Concerning centripetal accelaeration & force

[Neferkamichael]

I am working on a project and the image you see is a 12 inch diameter flywheel that weighs 27.006 pounds. The RPM's will be 3600. My questions will be about the very large values I get for the acceleration and force. Since I am most familiar with ft/sec and pounds, those are the units I will use.
Time period for 1 revolution = .01666
V=2∏r/T= 2x3.14159x.5(ft)/.01666(sec)= 188.570ft/sec
A=V²/r=188.57²/.5= 71118.0347ft/sec²
centripetal force=mr(4∏²/t²)=27.006x.5x4x3.14159²/.01666²=1,920,613.646(lbf)

I have checked the math and that force value seems to be very high.
What I would like to know is how much force it takes to spin the flywheel at 3600RPM's. Any help would be greatly appreciated.
Thanks

as I kept working on this I divided 1,920,613.646 by 3600=533.5037. Is that the amount of force per revolution?

 

[Dale]

What I would like to know is how much force it takes to spin the flywheel at 3600RPM's.

0. Assuming no drag. If there is drag then the force is equal to the drag.

Are you looking to find the stress in the disk? Or are you perhaps looking to find the external force that must be supplied to accelerate it?

 

[Neferkamichael]

I'm looking for the external force necessary to spin the flywheel at 3600RPM's.

 

[Dale]

That is 0. Assuming no drag.

 

[xAxis]

as I kept working on this I divided 1,920,613.646 by 3600=533.5037. Is that the amount of force per revolution?

What do you mean by force per revolution? If the wheel is rotating constantly at that rpm, then that is the centripetal force on the rim which acts all the time, not only per one revolution.

 

[Neferkamichael]

I don't know how else to state that I want to know how much force is required to spin this flywheel at 3600 rpm's. If anybody knows the answer and doesn't mind please write the equation. I don't need to worry about drag and stress at this point.
Thanks

 

[jbriggs444]

I don't know how else to state that I want to know how much force is required to spin this flywheel at 3600 rpm's.

The answer has been given twice over. No force at all is required to maintain the rotation.
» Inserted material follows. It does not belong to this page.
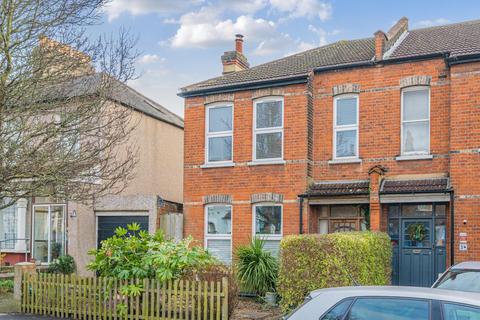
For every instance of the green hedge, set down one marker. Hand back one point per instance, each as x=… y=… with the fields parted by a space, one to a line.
x=310 y=262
Any arbitrarily small force is adequate to create the rotation, provided it is applied for a long enouh time.

 

[Dale]

I don't know how else to state that I want to know how much force is required to spin this flywheel at 3600 rpm's. If anybody knows the answer and doesn't mind please write the equation. I don't need to worry about drag and stress at this point.

Here is the equation: $f=0$

It doesn't take any force to have something spin at a constant speed if there is no drag.

 

[AlephZero]

centripetal force=mr(4∏²/t²)=27.006x.5x4x3.14159²/.01666²=1,920,613.646(lbf)

You forgot to divide by g to convert that into pounds force, so the correct value is about 60,000 lbf or 26.7 tons force.

That is the total radial force acting on the flywheel shaft (and the big number is why you don't want to be standing near this machine if something breaks) but it has nothing to do with the force needed to spin the flywheel.

 

[Neferkamichael]

Gentlemen I want to apopogize for not stating what I want to know, but thanks to you all I understand much more than before, and I hope that now I can. I've been an avide reader of physics most of my life and recently have wanted to understand more.

This statement. Any arbitrarily small force is adequate to create the rotation, provided it is applied for a long enouh time. You got to keep putting gas in the tank to keep all the moving parts moving. You have to apply a force to the piston and I believe all of you know the rest of that. That is the force I want to know. Yes there is drag and whatever else. You need a force to overcome those resistances. I have the moment of inertia and can figure the angular momentum, can I find the value I'm looking for with them. Also should I be thinking in terms of torgue instead of force. I hope that you all will help me understand more than I do now. Any help would be greatly appreciated.
Thanks.

 

[ModusPwnd]

Perhaps you should be thinking in terms of energy rather than force. The wheel needs a certain amount of energy to spin. This energy is supplied by a force, but any small or large force will do. As was mentioned, the smaller the force the longer it will take to spin up to speed. But any arbitrarily small force will do. This is where the idea of power, energy per time, comes into play.

Make sure you are clear on the very important differences between the words: force, energy and power. Only when you can clearly distinguish between those words can you start to formulate your question and thoughts about the spinning disc.

 

[Dale]

That is the force I want to know. Yes there is drag and whatever else. You need a force to overcome those resistances.

The force required is equal to the resistance force. Unfortunately, that is all about the bearings and the environment, and has very little to do with any of the characteristics of the flywheel (except maybe aerodynamics).

Also should I be thinking in terms of torgue instead of force. I hope that you all will help me understand more than I do now.

Yes, you want to look for the "frictional torque" of your bearing. That should be information that the manufacturer can tell you. Note that frictional torque is a function of speed and sometimes load, so you would need to tell the manufacturer the speed and maybe the load.